Louis me examina de cima a baixo minuciosamente, fazendo-se de pensativo. São raras as chances que tenho de trajar meu biquíni rosa choque tão pequeninho, então tenho que aproveitar porque sei que fico muito gostosa com ele.
— Está parecendo uma puta — ele conclui. — Adorei, combina contigo.
Paro de dançar e empurro seu ombro, arrancando-lhe uma risada gostosa.
— Idiota. — Tiro o laço do cabelo e o coloco no pulso.
Louis olha por cima do meu ombro e eu o imito, sem muito interesse a princípio, até ver um quarteto de rapazes se aproximando de nós.
Os dois na frente, um loiro e um moreno, estão com os olhos cravados na minha bunda enquanto os outros dois atrás deles conversam animadamente, sem nem se importar com mais nada.
Vou para o lado de Louis, dando passagem aos rapazes para entrar no vestiário e o moreno da frente, aparentemente o mais ousado do quarteto, sobe os olhos pelo meu corpo sem a mínima vergonha, dissecando até a minha alma.
São filhinhos de papai, com certeza. Pode-se afirmar isso olhando suas camisetas polo passadas e suas mochilas de marca. Como eu, não fazem parte da classe que passa por qualquer necessidade na vida. Disso eu entendo, sou a única herdeira de um único herdeiro. Quando chegar a hora, terei uma fortuna em meu nome sem ter que me esforçar demais.
Deus abençoe o vovô Clarke e seus inúmeros bancos Golden Hour.
Estes garotos são da minha raça, mas eu tenho ranço desse tipinho. Noventa e nove por cento dos garotos brancos e ricos são babacas exibidos que só falam merda e só olham para o próprio umbigo, por isso, eu prefiro manter suas boquinhas sujas bem ocupadas na minha boceta.
Sorrio gentilmente para o moreno dos olhos castanhos e ele sorri de volta, destemido. Não tira os olhos de mim até entrar no vestiário masculino. Ele tem uma cara de babaca, mas pense em uma carinha bonita. Adoraria ter sua cabeça na minha coleção.
Passada a intensa encarada, observo os seus amigos atrás dele, ambos de cabelos castanho claros, da cor do meu. O que tem os cabelos enrolados até os ombros quase quebra o pescoço para olhar na nossa direção. Mas sua atenção não está em mim.
Finjo plenitude até que todos entrem para agarrar o braço de Louis e o sacudir, extasiada.
— Ai, cachorra, calma! — ele tira minha mão de si com um sorriso bobo no rosto.
— Você viu isso!? — exclamo, o puxando na direção dos chuveiros pelos quais temos que passar antes de entrar na piscina em forma de pera.
— É lógico que eu vi. Não tinha como não notar aqueles IPhones quase caindo dos bolsos deles. Isso que é vida — ele ironiza.
Louis não é bem de vida como eu. Nos conhecemos muito cedo e eu o adotei contra sua vontade, realizando seus sonhos ao longo dos anos, especialmente aqueles que ele não conseguiria nem tão cedo sem uma ajuda financeira.
A melhor memória que tenho foi quando o levei para esquiar no Alaska.
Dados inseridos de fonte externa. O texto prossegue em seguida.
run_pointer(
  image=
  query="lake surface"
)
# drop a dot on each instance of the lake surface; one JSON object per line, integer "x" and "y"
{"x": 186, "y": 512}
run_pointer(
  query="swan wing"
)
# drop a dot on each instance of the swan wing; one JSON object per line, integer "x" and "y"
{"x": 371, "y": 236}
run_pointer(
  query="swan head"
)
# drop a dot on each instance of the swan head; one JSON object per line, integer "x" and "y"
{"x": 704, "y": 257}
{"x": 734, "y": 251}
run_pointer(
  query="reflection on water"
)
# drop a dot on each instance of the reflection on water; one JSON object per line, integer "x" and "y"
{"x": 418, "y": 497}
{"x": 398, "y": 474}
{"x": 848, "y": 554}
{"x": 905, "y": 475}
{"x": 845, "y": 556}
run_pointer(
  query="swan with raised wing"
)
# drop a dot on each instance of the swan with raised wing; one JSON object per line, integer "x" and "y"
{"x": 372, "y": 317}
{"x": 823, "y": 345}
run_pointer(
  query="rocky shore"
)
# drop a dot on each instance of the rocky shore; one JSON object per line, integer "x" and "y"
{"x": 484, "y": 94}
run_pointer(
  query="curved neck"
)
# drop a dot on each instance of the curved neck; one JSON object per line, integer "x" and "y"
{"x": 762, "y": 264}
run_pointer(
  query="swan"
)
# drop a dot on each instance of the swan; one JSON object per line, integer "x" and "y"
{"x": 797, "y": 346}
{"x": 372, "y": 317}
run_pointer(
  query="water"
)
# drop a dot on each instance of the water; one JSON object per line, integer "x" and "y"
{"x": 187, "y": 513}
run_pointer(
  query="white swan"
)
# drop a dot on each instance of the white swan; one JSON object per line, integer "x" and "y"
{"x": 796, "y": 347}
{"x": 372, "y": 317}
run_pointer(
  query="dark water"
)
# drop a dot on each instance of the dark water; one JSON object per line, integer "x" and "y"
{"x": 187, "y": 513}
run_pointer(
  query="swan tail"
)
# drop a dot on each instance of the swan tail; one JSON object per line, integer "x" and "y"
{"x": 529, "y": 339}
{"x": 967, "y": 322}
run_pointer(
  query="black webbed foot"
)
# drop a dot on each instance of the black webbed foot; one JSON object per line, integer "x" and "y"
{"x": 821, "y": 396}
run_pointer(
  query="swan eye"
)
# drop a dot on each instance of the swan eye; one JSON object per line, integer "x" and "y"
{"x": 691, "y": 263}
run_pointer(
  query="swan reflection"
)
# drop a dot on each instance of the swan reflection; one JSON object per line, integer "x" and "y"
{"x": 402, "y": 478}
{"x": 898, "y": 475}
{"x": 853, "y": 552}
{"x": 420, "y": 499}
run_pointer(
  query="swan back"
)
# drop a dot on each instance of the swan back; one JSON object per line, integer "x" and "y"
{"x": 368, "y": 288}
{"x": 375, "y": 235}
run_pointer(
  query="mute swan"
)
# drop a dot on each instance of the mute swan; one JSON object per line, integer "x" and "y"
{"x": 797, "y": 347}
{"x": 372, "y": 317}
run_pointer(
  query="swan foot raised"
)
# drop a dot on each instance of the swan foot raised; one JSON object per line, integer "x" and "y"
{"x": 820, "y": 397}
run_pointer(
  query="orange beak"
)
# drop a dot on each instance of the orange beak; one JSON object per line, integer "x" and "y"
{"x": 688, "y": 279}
Louis chorou ao me agradecer e eu nunca tinha me sentido tão feliz por fazer bem a outra pessoa.
E eu faço qualquer coisa pelo Louis.
— Você sabe do que eu estou falando! — cutuco a sua barriga e ele se encolhe, rindo.
— Eu sei — revira os olhos.
— Parece que você hipnotizou aquele cara.
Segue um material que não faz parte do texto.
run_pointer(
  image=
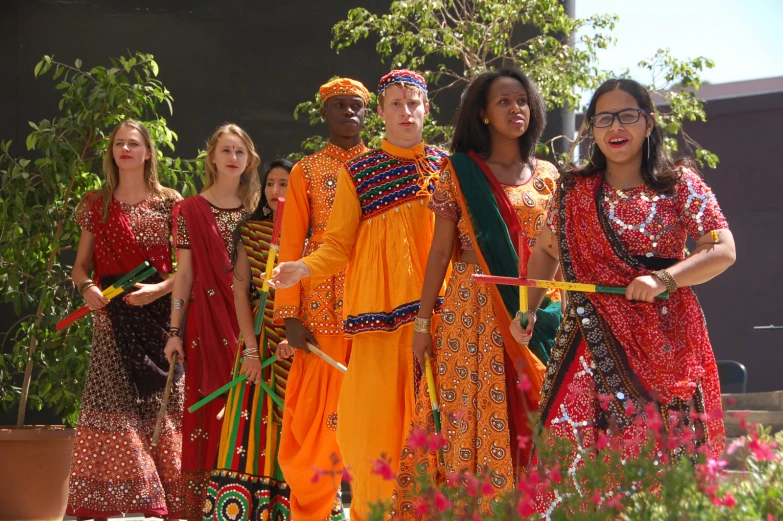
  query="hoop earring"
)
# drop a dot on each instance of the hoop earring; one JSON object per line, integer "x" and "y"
{"x": 590, "y": 155}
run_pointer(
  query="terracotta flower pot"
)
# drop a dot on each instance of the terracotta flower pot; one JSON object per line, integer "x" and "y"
{"x": 34, "y": 466}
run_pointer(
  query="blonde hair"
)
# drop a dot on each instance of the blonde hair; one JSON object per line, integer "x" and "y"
{"x": 249, "y": 185}
{"x": 112, "y": 172}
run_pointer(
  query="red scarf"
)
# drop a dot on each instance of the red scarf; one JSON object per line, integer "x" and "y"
{"x": 116, "y": 250}
{"x": 211, "y": 317}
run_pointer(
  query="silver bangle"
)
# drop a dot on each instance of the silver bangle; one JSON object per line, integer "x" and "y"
{"x": 251, "y": 354}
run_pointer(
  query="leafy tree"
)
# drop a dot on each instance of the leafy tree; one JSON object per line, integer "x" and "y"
{"x": 37, "y": 199}
{"x": 452, "y": 41}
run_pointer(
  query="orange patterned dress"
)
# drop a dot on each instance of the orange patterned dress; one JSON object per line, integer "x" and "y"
{"x": 469, "y": 358}
{"x": 309, "y": 440}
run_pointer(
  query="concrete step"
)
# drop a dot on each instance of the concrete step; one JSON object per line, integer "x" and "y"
{"x": 769, "y": 401}
{"x": 773, "y": 419}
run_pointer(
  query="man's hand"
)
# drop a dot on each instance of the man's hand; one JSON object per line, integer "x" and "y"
{"x": 298, "y": 335}
{"x": 286, "y": 274}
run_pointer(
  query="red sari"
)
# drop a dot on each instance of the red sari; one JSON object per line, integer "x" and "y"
{"x": 115, "y": 469}
{"x": 616, "y": 361}
{"x": 209, "y": 342}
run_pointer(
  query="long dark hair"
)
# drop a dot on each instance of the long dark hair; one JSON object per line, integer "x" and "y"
{"x": 660, "y": 172}
{"x": 470, "y": 133}
{"x": 258, "y": 213}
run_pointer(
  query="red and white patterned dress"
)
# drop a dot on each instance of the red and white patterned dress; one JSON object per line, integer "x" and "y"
{"x": 115, "y": 470}
{"x": 612, "y": 358}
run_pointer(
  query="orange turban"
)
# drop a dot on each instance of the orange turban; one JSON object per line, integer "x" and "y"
{"x": 344, "y": 87}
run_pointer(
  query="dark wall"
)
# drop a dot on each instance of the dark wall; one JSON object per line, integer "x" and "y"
{"x": 246, "y": 61}
{"x": 745, "y": 133}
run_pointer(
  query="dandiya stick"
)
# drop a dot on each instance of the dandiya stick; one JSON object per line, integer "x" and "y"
{"x": 326, "y": 358}
{"x": 165, "y": 402}
{"x": 274, "y": 245}
{"x": 524, "y": 305}
{"x": 85, "y": 310}
{"x": 239, "y": 379}
{"x": 433, "y": 398}
{"x": 547, "y": 284}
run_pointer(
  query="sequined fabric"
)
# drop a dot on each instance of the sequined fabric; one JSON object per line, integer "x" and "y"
{"x": 150, "y": 222}
{"x": 656, "y": 225}
{"x": 634, "y": 355}
{"x": 530, "y": 200}
{"x": 227, "y": 220}
{"x": 115, "y": 470}
{"x": 472, "y": 395}
{"x": 314, "y": 179}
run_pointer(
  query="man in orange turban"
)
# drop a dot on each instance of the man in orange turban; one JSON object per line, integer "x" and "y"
{"x": 308, "y": 454}
{"x": 381, "y": 230}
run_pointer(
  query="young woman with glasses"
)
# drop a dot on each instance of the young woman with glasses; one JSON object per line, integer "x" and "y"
{"x": 624, "y": 369}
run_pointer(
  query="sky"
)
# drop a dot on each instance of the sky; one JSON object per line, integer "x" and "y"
{"x": 743, "y": 38}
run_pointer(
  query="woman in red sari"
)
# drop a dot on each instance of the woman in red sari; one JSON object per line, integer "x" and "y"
{"x": 619, "y": 362}
{"x": 115, "y": 470}
{"x": 204, "y": 229}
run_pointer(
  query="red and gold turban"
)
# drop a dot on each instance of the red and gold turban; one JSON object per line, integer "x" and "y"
{"x": 344, "y": 87}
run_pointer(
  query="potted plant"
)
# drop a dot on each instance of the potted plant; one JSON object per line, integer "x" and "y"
{"x": 40, "y": 367}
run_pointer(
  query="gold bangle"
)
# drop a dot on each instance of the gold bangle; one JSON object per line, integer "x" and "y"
{"x": 83, "y": 285}
{"x": 87, "y": 286}
{"x": 667, "y": 279}
{"x": 422, "y": 325}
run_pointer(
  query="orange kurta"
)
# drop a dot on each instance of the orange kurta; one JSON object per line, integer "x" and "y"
{"x": 308, "y": 439}
{"x": 381, "y": 229}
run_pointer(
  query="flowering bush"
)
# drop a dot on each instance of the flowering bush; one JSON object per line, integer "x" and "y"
{"x": 617, "y": 479}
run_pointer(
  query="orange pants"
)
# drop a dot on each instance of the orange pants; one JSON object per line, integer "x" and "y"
{"x": 376, "y": 408}
{"x": 308, "y": 443}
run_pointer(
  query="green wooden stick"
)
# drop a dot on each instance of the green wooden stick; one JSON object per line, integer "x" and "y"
{"x": 239, "y": 379}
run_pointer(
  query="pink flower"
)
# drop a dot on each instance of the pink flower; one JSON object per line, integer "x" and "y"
{"x": 554, "y": 475}
{"x": 654, "y": 418}
{"x": 382, "y": 468}
{"x": 763, "y": 450}
{"x": 435, "y": 442}
{"x": 734, "y": 445}
{"x": 603, "y": 441}
{"x": 418, "y": 438}
{"x": 525, "y": 508}
{"x": 441, "y": 502}
{"x": 524, "y": 384}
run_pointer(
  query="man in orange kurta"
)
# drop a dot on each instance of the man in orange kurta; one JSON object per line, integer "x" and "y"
{"x": 308, "y": 454}
{"x": 381, "y": 229}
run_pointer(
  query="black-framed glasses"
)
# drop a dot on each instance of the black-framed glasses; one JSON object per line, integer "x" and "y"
{"x": 625, "y": 117}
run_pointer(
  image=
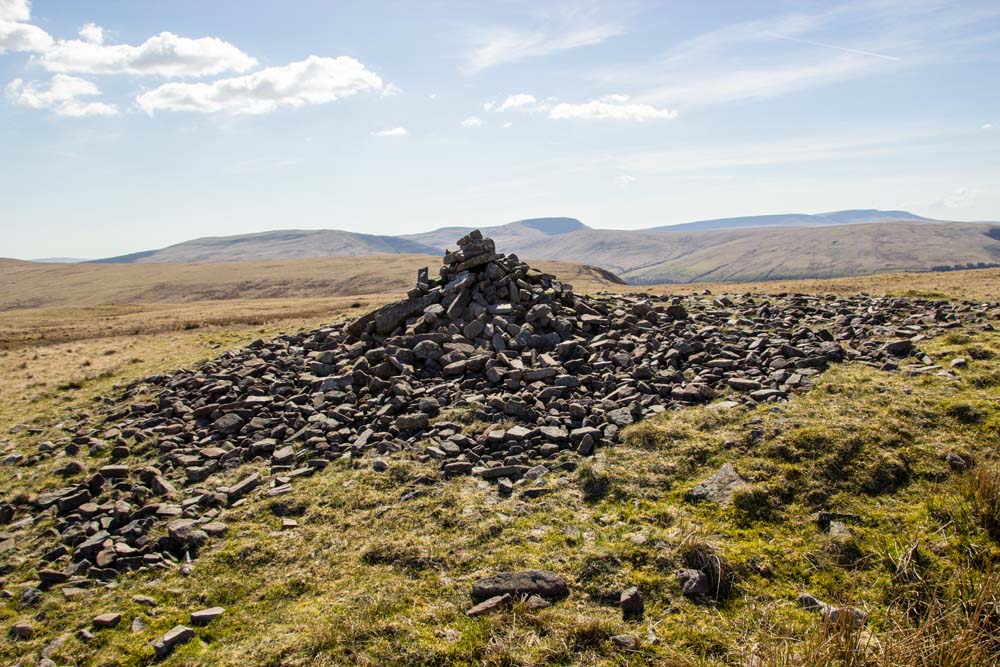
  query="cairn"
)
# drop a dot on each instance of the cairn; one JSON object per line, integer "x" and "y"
{"x": 490, "y": 341}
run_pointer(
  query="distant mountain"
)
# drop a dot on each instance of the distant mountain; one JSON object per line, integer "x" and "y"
{"x": 282, "y": 244}
{"x": 791, "y": 246}
{"x": 511, "y": 235}
{"x": 849, "y": 217}
{"x": 59, "y": 260}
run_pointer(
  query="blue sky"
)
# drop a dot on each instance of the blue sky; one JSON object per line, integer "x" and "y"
{"x": 131, "y": 125}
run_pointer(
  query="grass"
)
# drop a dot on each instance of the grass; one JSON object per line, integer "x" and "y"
{"x": 371, "y": 578}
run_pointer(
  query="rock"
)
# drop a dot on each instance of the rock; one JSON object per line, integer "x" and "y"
{"x": 543, "y": 583}
{"x": 956, "y": 462}
{"x": 898, "y": 348}
{"x": 694, "y": 583}
{"x": 413, "y": 422}
{"x": 490, "y": 337}
{"x": 536, "y": 602}
{"x": 22, "y": 630}
{"x": 490, "y": 605}
{"x": 229, "y": 424}
{"x": 839, "y": 531}
{"x": 177, "y": 636}
{"x": 626, "y": 642}
{"x": 631, "y": 604}
{"x": 720, "y": 487}
{"x": 206, "y": 616}
{"x": 109, "y": 620}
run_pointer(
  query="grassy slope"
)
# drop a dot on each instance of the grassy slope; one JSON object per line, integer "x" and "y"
{"x": 771, "y": 253}
{"x": 370, "y": 579}
{"x": 30, "y": 285}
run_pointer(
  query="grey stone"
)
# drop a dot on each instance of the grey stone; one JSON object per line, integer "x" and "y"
{"x": 543, "y": 583}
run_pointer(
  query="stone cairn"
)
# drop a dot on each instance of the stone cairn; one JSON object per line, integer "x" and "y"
{"x": 553, "y": 375}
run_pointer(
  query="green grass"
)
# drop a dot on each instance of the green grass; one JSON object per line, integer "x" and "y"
{"x": 369, "y": 579}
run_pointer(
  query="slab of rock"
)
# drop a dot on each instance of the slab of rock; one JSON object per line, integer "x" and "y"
{"x": 490, "y": 605}
{"x": 177, "y": 636}
{"x": 694, "y": 583}
{"x": 542, "y": 583}
{"x": 631, "y": 603}
{"x": 720, "y": 487}
{"x": 108, "y": 620}
{"x": 206, "y": 616}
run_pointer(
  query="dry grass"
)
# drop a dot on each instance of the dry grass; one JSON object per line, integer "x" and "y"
{"x": 370, "y": 579}
{"x": 977, "y": 285}
{"x": 29, "y": 285}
— Ah, é um efeito inevitável que eu causo. Sou muito gostoso. — Louis se gaba, passando a mão nos cabelos lisos.
— Ele também é uma gracinha — provoco. Sempre me animo mais do que o próprio Louis quando algum garoto olha para ele.
Para ser bem franca, isso não é raro, até porque Louis é mesmo um pitéu, mas aquele garoto está no nível dele, ao contrário de uns em seu passado.
Lou é muito crítico, mas não fica tão seletivo quando bebe.
— Ah, e aqueles olhos, hmm! — junto as mãos, falando de um sonho.
— Porra, para — ele ri, sem jeito.
— O que acontece no clube fica no clube? — proponho. Louis dá de ombros, fingindo nem considerar, mas eu o conheço o suficiente para entender o que passa na sua cabecinha.
— Vamos ver o que acontece — ele conclui e eu dou um gritinho animado.
Hoje pode ser mais divertido do que eu esperava.